March is always a big month for women. Women’s History Month is recognized by the United States, United Kingdom and Australia, and International Women’s Day, which falls on March 8, has been celebrated around the world since 1911.
Lesser known, but increasingly important for economic growth at the micro and macro levels, Women in Construction Week has been observed since 1998, when it was established by the National Association of Women in Construction (NAWIC). This year, it took place from March 6 to 12.
With an ongoing labor shortage in construction and trades, there has never been a better time for women to join the field, yet only 10% of people working in construction are women. To help underscore the need for more women in construction, the Business Observer spoke with Jessica Tomaselli of Robins & Morton, a general contractor based in Birmingham, Ala. which has a significant presence in Orlando and Tampa Bay.
Tomaselli, 34, has already risen to the rank of senior project manager and is leading the $152 million renovation and expansion of St. Anthony’s Hospital in St. Petersburg, a project slated for completion next month. Lightly edited excerpts of our conversation with her follow.
Q: You studied interior design at university. Why didn’t you follow this career path?
“The industry as a whole is making huge strides to be more inclusive and ensure it hires women out of college now, but we need more women to get into the trades themselves. ” Jessica Tomaselli, Senior Project Manager at Robins & Morton
A: I’m the typical millennial victim of a stock market crash. Basically, right before I was about to graduate [from the University of Florida], there was a hiring freeze. Interior design at UF is a fairly small program. There were about 30 people in our class in 2009, but no one could find a job. I think one person ended up with a job right out of college.
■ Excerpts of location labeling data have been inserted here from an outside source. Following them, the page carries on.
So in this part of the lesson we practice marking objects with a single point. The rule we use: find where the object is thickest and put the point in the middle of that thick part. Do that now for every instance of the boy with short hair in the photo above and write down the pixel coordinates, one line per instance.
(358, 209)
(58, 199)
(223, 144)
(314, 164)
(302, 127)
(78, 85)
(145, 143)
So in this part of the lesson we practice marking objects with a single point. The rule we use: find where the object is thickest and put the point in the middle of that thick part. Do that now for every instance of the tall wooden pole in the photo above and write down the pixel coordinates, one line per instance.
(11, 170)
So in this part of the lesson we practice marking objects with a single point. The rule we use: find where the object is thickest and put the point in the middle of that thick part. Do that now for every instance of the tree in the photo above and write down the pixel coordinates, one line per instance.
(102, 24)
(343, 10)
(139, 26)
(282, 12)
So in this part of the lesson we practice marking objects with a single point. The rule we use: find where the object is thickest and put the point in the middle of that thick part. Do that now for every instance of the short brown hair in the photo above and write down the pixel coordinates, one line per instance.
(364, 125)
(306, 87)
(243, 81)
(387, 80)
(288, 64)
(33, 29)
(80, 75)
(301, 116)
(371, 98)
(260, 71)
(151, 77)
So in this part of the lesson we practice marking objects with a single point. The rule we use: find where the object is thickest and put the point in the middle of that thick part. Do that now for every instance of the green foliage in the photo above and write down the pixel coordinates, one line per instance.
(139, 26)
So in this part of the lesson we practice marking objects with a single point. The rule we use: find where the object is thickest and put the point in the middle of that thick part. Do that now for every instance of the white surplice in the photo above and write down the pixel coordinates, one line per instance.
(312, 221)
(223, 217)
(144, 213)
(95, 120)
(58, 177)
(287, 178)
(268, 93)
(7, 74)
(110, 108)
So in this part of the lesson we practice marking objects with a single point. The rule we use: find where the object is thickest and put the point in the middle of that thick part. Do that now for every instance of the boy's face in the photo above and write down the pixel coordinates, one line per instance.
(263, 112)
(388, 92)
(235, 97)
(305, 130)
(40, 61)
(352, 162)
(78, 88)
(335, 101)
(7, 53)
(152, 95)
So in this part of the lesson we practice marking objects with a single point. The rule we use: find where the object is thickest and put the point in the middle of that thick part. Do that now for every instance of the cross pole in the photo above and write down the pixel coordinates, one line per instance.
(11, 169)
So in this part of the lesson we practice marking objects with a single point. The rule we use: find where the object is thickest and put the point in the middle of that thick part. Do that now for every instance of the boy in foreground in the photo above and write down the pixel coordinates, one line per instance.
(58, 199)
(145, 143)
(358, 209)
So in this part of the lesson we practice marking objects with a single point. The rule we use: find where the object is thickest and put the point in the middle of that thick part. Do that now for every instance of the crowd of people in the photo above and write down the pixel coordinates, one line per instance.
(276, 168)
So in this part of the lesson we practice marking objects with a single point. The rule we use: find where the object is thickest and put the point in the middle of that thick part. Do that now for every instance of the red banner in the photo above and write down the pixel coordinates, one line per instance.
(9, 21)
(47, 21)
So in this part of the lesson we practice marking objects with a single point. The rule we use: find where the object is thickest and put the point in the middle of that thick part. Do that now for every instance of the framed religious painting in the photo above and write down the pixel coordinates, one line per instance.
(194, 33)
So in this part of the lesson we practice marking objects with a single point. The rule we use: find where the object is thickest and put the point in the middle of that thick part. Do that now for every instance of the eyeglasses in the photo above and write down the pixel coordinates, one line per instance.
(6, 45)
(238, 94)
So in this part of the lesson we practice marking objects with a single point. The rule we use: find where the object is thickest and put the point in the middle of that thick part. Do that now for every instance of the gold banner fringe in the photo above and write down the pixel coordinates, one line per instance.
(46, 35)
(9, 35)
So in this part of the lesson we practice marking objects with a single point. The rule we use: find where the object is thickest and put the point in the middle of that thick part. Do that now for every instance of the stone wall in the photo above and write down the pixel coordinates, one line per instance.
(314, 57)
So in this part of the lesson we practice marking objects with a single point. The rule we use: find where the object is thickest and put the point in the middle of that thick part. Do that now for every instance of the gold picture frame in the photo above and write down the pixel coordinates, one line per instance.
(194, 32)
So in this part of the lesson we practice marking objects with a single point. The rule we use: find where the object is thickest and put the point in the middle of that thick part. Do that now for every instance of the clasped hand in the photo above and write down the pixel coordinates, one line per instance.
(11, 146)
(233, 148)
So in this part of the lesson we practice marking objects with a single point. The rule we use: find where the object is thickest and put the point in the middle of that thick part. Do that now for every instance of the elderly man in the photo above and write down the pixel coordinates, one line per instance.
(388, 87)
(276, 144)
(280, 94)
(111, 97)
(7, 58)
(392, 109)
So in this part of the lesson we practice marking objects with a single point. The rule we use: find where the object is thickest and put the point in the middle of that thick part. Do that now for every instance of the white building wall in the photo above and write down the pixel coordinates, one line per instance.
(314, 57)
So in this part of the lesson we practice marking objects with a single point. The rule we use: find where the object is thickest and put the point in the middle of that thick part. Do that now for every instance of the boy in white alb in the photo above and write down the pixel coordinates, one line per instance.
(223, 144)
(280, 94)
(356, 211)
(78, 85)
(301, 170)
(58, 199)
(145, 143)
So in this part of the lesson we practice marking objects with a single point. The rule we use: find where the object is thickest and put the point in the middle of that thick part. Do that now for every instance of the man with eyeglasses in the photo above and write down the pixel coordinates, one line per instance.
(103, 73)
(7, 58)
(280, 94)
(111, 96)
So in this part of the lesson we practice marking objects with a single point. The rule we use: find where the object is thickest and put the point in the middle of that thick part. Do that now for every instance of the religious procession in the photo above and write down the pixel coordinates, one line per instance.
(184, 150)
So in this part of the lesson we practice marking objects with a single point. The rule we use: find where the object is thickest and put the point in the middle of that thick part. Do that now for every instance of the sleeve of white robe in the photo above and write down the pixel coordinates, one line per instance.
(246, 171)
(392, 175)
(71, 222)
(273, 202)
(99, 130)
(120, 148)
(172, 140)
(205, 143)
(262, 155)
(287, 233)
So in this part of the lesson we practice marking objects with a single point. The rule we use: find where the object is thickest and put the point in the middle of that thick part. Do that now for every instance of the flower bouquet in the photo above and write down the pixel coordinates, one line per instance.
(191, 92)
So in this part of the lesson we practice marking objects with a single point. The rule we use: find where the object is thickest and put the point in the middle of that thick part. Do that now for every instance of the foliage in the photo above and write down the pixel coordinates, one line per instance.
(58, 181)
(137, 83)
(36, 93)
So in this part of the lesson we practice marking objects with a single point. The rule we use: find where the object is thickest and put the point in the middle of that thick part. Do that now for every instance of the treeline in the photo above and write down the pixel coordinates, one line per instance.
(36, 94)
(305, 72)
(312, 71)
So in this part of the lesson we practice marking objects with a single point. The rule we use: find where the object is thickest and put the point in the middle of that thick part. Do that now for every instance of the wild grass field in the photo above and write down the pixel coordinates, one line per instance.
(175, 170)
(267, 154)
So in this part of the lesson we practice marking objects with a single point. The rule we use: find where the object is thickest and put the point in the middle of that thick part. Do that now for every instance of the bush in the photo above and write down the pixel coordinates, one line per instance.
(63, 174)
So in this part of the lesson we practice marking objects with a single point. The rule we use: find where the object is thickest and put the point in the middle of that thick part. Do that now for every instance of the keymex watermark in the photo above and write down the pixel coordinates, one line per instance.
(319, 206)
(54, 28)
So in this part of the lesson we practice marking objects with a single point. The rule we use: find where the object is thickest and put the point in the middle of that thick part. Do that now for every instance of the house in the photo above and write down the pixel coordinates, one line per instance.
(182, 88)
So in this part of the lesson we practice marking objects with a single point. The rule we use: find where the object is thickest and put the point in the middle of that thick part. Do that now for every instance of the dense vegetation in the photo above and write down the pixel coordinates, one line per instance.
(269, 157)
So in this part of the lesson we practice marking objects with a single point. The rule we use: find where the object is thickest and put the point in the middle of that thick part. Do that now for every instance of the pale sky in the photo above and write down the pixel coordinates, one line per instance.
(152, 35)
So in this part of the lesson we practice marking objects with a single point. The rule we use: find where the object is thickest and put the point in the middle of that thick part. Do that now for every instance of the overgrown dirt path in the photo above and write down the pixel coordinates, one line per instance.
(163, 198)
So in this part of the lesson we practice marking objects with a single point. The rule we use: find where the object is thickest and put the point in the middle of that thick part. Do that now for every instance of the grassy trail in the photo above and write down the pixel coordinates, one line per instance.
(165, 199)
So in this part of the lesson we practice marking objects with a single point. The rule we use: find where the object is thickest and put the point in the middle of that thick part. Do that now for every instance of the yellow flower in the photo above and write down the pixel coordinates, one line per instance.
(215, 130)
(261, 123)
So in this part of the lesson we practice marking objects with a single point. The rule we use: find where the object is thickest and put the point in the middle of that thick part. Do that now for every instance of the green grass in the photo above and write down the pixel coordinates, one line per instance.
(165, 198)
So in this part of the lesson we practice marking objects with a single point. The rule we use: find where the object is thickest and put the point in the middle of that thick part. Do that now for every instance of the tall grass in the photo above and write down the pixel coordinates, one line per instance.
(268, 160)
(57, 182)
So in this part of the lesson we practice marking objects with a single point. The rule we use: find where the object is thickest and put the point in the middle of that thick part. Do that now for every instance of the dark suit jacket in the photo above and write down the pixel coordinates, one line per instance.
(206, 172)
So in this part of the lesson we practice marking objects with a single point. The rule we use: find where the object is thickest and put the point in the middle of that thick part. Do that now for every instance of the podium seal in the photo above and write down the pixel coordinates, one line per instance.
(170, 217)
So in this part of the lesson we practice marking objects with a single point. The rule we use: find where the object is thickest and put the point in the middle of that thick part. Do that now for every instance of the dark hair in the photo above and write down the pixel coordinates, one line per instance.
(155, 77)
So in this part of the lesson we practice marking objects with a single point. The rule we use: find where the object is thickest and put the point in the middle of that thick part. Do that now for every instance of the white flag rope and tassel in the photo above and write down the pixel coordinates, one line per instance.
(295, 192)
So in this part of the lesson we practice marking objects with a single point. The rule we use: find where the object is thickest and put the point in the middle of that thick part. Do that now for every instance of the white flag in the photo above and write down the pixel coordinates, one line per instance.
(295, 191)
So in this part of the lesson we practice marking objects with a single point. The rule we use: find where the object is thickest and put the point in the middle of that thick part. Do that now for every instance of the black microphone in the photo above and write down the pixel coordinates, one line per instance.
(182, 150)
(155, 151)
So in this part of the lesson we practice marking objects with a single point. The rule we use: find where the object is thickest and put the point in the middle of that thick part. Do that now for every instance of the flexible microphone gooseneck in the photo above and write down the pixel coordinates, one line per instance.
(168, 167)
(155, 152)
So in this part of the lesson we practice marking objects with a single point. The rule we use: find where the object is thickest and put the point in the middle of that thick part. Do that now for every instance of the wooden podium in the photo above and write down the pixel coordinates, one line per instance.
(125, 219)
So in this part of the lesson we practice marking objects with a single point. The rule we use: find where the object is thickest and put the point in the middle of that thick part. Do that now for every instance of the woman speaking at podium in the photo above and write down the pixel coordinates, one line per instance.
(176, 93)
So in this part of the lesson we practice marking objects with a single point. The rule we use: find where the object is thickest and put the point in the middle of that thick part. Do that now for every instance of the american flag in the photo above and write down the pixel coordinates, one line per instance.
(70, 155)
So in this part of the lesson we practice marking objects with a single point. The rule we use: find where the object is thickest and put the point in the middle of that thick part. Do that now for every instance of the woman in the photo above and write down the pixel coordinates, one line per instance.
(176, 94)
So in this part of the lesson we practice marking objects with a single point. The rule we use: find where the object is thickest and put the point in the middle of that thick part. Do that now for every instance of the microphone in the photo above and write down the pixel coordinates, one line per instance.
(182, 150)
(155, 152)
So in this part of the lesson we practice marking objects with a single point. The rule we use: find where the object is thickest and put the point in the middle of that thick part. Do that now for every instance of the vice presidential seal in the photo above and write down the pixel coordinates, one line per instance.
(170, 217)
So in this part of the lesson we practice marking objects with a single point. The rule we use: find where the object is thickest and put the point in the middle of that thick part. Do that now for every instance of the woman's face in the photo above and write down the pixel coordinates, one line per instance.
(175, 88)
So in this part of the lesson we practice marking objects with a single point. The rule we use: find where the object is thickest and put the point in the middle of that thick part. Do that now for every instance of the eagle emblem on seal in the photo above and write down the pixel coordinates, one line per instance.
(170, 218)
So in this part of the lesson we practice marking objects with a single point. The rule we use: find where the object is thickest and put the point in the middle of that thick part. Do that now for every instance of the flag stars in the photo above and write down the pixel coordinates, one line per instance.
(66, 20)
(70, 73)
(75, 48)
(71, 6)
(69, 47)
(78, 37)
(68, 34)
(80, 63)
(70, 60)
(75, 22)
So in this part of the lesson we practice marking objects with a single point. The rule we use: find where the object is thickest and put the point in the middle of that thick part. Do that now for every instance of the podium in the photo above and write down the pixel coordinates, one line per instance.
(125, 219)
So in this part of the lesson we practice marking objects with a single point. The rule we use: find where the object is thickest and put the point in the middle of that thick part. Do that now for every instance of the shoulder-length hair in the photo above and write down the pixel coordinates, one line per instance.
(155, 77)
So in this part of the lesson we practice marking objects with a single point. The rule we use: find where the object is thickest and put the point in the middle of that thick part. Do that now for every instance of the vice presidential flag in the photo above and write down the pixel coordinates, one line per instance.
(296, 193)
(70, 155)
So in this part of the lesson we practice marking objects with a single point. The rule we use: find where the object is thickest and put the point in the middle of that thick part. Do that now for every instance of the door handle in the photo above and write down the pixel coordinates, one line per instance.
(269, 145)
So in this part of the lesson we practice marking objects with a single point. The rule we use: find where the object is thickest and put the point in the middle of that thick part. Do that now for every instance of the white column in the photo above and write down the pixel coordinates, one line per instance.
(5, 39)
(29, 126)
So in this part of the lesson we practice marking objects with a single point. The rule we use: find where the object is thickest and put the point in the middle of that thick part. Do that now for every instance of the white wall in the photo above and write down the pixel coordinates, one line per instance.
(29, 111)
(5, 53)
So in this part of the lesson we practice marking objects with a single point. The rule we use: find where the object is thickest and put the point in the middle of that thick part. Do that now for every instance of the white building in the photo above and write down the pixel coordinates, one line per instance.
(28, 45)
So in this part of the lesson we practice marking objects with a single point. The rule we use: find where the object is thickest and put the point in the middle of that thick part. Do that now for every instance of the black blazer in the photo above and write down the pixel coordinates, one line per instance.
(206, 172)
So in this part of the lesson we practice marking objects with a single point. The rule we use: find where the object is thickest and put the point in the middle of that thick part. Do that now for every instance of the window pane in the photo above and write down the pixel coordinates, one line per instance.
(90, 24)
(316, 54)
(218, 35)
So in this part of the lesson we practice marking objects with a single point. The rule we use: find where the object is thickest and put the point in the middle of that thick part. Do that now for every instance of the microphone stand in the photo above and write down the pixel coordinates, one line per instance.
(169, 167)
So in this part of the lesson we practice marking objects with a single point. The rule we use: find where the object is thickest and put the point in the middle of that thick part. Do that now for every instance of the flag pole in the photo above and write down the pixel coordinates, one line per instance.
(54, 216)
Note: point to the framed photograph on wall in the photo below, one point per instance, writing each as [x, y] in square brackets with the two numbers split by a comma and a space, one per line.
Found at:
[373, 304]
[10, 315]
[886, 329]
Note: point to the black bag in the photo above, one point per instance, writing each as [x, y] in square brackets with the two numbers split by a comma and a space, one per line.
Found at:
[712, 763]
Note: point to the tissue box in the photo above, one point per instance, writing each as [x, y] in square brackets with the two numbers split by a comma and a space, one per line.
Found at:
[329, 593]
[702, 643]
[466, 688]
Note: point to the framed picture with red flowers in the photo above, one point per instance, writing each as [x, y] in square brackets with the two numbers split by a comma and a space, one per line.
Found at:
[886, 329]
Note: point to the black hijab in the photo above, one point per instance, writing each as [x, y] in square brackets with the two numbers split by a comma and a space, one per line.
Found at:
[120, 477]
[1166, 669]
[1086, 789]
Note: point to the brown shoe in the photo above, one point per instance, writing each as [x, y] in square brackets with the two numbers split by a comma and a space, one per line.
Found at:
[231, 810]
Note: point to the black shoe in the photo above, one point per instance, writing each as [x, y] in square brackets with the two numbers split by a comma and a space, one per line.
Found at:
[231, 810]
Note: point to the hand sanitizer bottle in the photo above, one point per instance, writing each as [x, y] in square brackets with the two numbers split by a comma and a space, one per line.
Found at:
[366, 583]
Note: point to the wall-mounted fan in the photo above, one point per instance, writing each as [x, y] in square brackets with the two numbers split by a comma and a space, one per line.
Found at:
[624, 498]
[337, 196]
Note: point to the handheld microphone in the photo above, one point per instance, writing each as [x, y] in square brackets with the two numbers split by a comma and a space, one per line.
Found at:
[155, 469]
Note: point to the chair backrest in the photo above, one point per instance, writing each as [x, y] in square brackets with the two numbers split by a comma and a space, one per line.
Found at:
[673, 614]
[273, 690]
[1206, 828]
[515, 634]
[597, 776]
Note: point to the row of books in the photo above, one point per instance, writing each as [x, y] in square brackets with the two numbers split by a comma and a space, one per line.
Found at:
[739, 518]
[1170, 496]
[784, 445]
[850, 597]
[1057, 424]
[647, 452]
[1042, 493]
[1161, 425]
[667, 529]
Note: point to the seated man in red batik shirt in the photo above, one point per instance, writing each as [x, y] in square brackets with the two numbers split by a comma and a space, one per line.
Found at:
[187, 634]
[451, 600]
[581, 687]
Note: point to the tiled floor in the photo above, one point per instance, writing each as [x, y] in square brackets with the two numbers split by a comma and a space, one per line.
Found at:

Q: What attracted you to the construction industry?
A: At UF, the College of Design, Construction and Planning, which offers interior design, is literally across the street from the School of Construction Management. So I thought, ‘Well, if nobody’s able to get a job right out of college, I’ll make myself a more marketable designer,’ and so I got a master’s degree in construction. I ended up discovering that construction is actually where I wanted to be. There is so much more upward movement in construction and so much more opportunity. It ended up being obvious.
Q: The number of women in construction is increasing, but still lags far behind other sectors of the economy. What can the construction industry do better to attract women?
A: The industry as a whole is making huge strides to be more inclusive and ensure it hires women right out of college now, but we need more women to participate themselves. to trades. We have an aging population of tradespeople, and not as many people are entering the trades as we would like. What will construction look like in 10 years if there is no one behind these trades people? I think women in trades would be a great move that the construction industry could focus on.
Q: Nearly a decade into your construction career, are you still experiencing challenges related to your gender?
A: I wouldn’t say there isn’t, but the industry has definitely changed. The St. Anthony’s project, in particular, has the most women I have ever worked with in leadership positions. Our structural engineer is a woman; our civil engineer is a woman; the managing partner of the architecture firm we work with is a woman, and several specialist contractors have women in management positions.
Q: What are you personally doing to encourage more women to consider a career in construction?
A: We had a nice young lady from Auburn University who joined us as an intern. [on the St. Anthony’s project], which I was thrilled with. We were lucky enough to spend a lot of time together on the job site…more than I would have spent with any other intern, so I could make sure she felt comfortable enough to pursue a career in construction. I was like, “Bring your friends!” Additionally, Tampa has a small chapter of NAWIC, and we invite women to join us for monthly meetings, social events, and networking events.